In the days before instant access to any music you were vaguely interested in the press descriptions of music would help shape your initial impressions, these days I rarely bother reading about music that I'm not already familiar with. Seems relevant with the Roses as the descriptions in the press of them as streetwise outlaws treading the line between acid house, druggy oblivion and rock music was far more interesting than the fairly trad indie pish they mostly served up. You can't really do that anymore as people can immediately check out what bands sound like long before journalists have the chance to mythologise and 'shape' them.

"The chances of anything coming from MARRS are a million to one they said"


Got a genuine laugh out loud from me that did.

Brundle-Fly

I had another think about important TOTP episodes and have come to the conclusion that this was the most 'talked about in the playground' moment of my life. Still WTF brilliant.

Shame about the inane TOTP2 cunt captions

https://www.youtube.com/watch?v=END_WYdf8pw&frags=pl%2Cwn

gmoney

I just watched that muted with AR Kane's When You're Sad playing over it. It was perfectly in time and magical.

Brundle-Fly

Quote from: gmoney on September 02, 2018, 11:18:01 PM
I just watched that muted with AR Kane's When You're Sad playing over it.
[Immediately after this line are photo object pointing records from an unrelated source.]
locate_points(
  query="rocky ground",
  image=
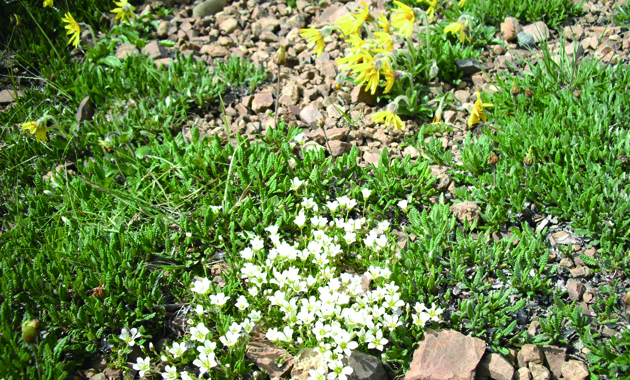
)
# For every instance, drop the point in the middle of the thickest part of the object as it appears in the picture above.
(213, 30)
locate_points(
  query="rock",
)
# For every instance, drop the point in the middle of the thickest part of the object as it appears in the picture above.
(554, 358)
(574, 370)
(365, 367)
(529, 353)
(339, 148)
(275, 361)
(304, 361)
(311, 115)
(125, 50)
(86, 110)
(208, 8)
(8, 96)
(496, 367)
(468, 66)
(575, 288)
(523, 374)
(538, 30)
(581, 272)
(359, 95)
(466, 210)
(526, 41)
(510, 28)
(539, 372)
(154, 50)
(229, 25)
(446, 355)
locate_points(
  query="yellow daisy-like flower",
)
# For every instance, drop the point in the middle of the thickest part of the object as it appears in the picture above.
(390, 76)
(368, 72)
(389, 117)
(351, 23)
(124, 10)
(385, 41)
(477, 111)
(403, 19)
(383, 22)
(73, 29)
(458, 27)
(36, 128)
(315, 38)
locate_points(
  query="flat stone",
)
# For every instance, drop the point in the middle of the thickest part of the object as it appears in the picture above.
(574, 370)
(155, 50)
(466, 210)
(125, 50)
(468, 66)
(365, 367)
(495, 366)
(266, 356)
(446, 355)
(208, 8)
(529, 353)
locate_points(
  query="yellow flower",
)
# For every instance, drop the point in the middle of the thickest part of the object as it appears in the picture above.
(385, 41)
(351, 23)
(74, 30)
(389, 74)
(477, 111)
(431, 10)
(403, 19)
(314, 38)
(458, 27)
(389, 117)
(383, 23)
(36, 128)
(124, 10)
(368, 72)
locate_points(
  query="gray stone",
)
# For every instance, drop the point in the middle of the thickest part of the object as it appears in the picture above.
(526, 41)
(208, 8)
(365, 367)
(468, 66)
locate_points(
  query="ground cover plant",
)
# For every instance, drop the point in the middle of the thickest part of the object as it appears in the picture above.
(136, 238)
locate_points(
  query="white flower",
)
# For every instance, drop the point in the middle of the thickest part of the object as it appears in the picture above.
(178, 349)
(199, 310)
(219, 299)
(170, 373)
(199, 333)
(299, 138)
(339, 370)
(205, 362)
(376, 341)
(300, 219)
(247, 254)
(207, 348)
(241, 303)
(318, 374)
(129, 336)
(201, 286)
(366, 193)
(142, 365)
(296, 183)
(404, 205)
(230, 339)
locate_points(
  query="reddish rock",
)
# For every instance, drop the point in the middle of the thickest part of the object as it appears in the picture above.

It was perfectly in time and magical.

Fuck me, you're not wrong!!  Fabulous.

Altough, that AR Kane number is essentially Sonic Youth covering Carly Simon's You're So Vain

Jockice

Quote from: Brundle-Fly on September 02, 2018, 10:52:38 PM
I had another think about important TOTP episodes and have come to the conclusion that this was the most 'talked about in the playground' moment of my life. Still WTF brilliant.

Shame about the inane TOTP2 cunt captions

https://www.youtube.com/watch?v=END_WYdf8pw&frags=pl%2Cwn

Indeed it was. Fantastic.

yesitsme

Oh Bummerdog you national treasure.

They should erect statues of him outside every park, playground and wooded area in the land.

A sort of Greyfriar's Boaby.

The Bummberdog song had me in stitches and I don't laugh at anything.  In my mind he's like Roobarb, if I knew how to do it I'd run the opening credit to Roobarb but with the word Bummerdog.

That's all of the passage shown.